Over this past weekend, I ran our Boy Scout district’s Klondike Derby winter campout. While I have attended Klondike many times over the years, this is my third season heading up the event.
We were favored with a 24-hour window of very fine weather this time. While it rained in the valleys on Friday morning, our venue was getting new snow. That all stopped early in the afternoon. Unlike other years, a county crew came by and plowed the parking area before groups started arriving. The evening temperatures were nice, although, it did get quite chilly overnight. In the morning a few clouds moved in, but temperatures again became quite pleasant. There was nary a breath of wind throughout the event. You can’t hope for better than that on a winter campout.
This year’s event produced a record turnout. We had more than a one-third increase in attendance over last year. As has traditionally been the case, attendees included almost exactly two-thirds boys and one-third men. It is amazing to see so many fathers come and camp in the snow with their boys. Many of these guys are not in Scouting positions, and many of them aren’t real outdoorsmen. They are just there to support their sons.
My staff did a wonderful job. We have a great district Scout executive that attended the event and handled registration. The Order of the Arrow took care of our opening ceremonies. Leaders from eight of the zones in our district came out and ran the Scoutcraft events. Our health and safety chairman managed unloading and parking along with a crew of volunteers.
The boys hardly pay any attention to all of these adult volunteers, unless they otherwise know them. The youth are still too callow to know or care about the sacrifices these people are making to provide this adventure for them. I know this, because I was once one of those boys that didn’t have a clue about such things.
I’m grateful for the volunteers that staff these events. But in my mind, the real heroes are the scoutmasters. Having been a scoutmaster, I know what these guys do. They work directly with the boys week after week. They train the boys, try to make sure they have adequate gear, get them to the event, keep them safe and on task during the event, and get them home again.
It is the scoutmasters that do the hard work of helping boys construct safe snow shelters. I have learned over the years that one winter camp overnighter takes as much work — preparation, setup, teardown, cleanup, etc — as does going to a weeklong summer camp. Winter camping is hard work for a scoutmaster.
When a boy is crying during the night that he’s cold and wants to go home, it’s the scoutmaster that is out of his warm sleeping bag and handling the situation. When a boy is having troubles cooking his dinner in the winter conditions, it’s the scoutmaster that painstakingly helps the boy learn what to do. When a boy is out wandering around camp in the dark throwing snowballs, it’s the scoutmaster that worries about getting him safely back to the campsite. They are the ones that get up periodically during the night to make sure that the boys are safe in their shelters.
Most of the scoutmasters in my district wear many hats. Regardless of what the manual says about it, these guys store and haul the troop gear.
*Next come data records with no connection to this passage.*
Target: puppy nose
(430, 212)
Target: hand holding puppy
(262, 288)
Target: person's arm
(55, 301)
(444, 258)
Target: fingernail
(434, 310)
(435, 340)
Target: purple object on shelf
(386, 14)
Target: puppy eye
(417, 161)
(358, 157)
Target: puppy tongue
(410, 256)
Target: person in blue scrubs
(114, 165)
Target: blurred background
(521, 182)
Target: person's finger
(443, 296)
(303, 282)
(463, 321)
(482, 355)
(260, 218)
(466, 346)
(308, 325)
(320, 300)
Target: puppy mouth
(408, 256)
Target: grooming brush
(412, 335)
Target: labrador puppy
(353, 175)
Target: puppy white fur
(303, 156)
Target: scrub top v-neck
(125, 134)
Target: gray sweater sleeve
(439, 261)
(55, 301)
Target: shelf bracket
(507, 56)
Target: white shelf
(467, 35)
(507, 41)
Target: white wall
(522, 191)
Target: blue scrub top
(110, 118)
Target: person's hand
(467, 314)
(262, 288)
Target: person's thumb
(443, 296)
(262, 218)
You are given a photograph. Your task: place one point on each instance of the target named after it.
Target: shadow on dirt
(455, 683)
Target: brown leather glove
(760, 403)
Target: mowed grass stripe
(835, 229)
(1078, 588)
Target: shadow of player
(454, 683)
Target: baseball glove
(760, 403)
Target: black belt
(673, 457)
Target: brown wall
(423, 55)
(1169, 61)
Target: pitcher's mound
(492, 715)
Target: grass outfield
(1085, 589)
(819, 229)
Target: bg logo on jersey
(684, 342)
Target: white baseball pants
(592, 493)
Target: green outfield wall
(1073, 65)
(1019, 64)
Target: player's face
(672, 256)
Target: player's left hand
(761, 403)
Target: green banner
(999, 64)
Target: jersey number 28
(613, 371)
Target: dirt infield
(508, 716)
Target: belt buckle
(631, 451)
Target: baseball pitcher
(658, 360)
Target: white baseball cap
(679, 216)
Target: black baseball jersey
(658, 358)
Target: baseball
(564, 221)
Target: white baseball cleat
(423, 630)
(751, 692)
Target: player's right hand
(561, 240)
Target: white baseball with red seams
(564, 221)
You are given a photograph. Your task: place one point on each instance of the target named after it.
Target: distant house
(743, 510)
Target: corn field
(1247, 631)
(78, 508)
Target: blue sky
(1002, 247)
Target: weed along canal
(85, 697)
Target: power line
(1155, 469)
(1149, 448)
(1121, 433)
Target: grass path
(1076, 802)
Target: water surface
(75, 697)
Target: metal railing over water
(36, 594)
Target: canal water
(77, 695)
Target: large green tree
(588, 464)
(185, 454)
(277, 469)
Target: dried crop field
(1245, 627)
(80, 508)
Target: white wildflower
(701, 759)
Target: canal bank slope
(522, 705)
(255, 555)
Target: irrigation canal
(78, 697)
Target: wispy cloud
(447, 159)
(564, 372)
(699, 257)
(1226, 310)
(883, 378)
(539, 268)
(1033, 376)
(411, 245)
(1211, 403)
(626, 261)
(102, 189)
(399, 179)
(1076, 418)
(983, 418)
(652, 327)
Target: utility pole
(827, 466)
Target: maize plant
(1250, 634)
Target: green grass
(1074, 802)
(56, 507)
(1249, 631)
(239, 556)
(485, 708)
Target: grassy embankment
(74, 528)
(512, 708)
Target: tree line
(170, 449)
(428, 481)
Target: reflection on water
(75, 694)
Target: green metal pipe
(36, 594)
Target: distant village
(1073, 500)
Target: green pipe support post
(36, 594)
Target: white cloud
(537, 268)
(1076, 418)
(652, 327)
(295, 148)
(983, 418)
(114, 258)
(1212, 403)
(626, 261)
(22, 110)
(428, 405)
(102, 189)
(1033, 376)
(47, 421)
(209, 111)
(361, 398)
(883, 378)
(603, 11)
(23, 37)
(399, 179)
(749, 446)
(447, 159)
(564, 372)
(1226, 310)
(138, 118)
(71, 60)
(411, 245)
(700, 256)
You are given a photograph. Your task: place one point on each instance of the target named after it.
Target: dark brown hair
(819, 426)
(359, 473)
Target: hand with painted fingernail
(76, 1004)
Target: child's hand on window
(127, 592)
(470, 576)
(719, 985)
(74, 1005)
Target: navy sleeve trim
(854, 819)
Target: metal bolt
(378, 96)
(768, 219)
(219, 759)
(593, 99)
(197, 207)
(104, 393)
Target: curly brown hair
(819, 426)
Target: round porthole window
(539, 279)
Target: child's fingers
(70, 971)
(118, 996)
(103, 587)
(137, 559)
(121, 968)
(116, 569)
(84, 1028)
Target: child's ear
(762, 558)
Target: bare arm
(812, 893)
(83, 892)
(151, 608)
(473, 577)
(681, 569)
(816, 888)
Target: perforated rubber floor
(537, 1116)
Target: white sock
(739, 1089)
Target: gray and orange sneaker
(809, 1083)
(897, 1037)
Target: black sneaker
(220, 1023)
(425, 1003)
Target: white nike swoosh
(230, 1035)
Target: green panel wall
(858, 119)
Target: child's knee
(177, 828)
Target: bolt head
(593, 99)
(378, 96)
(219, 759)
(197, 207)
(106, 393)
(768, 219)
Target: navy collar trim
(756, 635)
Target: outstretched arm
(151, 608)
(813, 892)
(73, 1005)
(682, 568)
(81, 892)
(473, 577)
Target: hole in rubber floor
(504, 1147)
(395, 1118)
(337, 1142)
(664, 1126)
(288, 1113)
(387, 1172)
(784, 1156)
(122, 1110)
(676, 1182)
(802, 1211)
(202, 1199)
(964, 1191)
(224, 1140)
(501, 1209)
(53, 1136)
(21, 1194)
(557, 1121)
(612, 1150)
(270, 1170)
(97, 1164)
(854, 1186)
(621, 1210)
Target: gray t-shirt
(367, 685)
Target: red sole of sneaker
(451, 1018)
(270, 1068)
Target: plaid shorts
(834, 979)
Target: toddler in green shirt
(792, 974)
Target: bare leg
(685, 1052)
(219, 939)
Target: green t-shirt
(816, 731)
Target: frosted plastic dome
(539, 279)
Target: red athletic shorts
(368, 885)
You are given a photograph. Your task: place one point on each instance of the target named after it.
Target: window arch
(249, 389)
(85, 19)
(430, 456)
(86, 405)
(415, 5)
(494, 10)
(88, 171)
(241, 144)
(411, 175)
They are the ones that mostly handle advancement issues. They arrange for transportation and manage the troop finances. Here and there you occasionally find a functioning unit committee that takes care of some of these matters. But that’s a rarity.
I salute these scoutmaster heroes. I personally know a number of the scoutmasters in my district. I think of my friend Ken, who still manages to do a great job in his position, although, his wife is currently struggling with breast cancer treatments. I think of my friend Vince, who has a houseful of little kids at home; none of which are yet old enough to attend Scouting events. I think of my friend Mike, who is in a PTA-sponsored unit and deals with many issues that his colleagues in LDS-sponsored units don’t face. I think of my friend Lloyd, who keeps on doing this job 100%+ year after year after year. I think of my friend Kent, who continues to serve as scoutmaster, even after being diagnosed with Multiple Sclerosis last year.
These men, and many more like them, are my heroes. And so are their wives. Many of them do a load of work to support their husband scoutmasters. Then they take care of the home and family while their husbands are out providing adventures and learning experiences for boys. These people that demonstrate happiness in unselfish service to others are my heroes. Thank God that there are such people in the world today.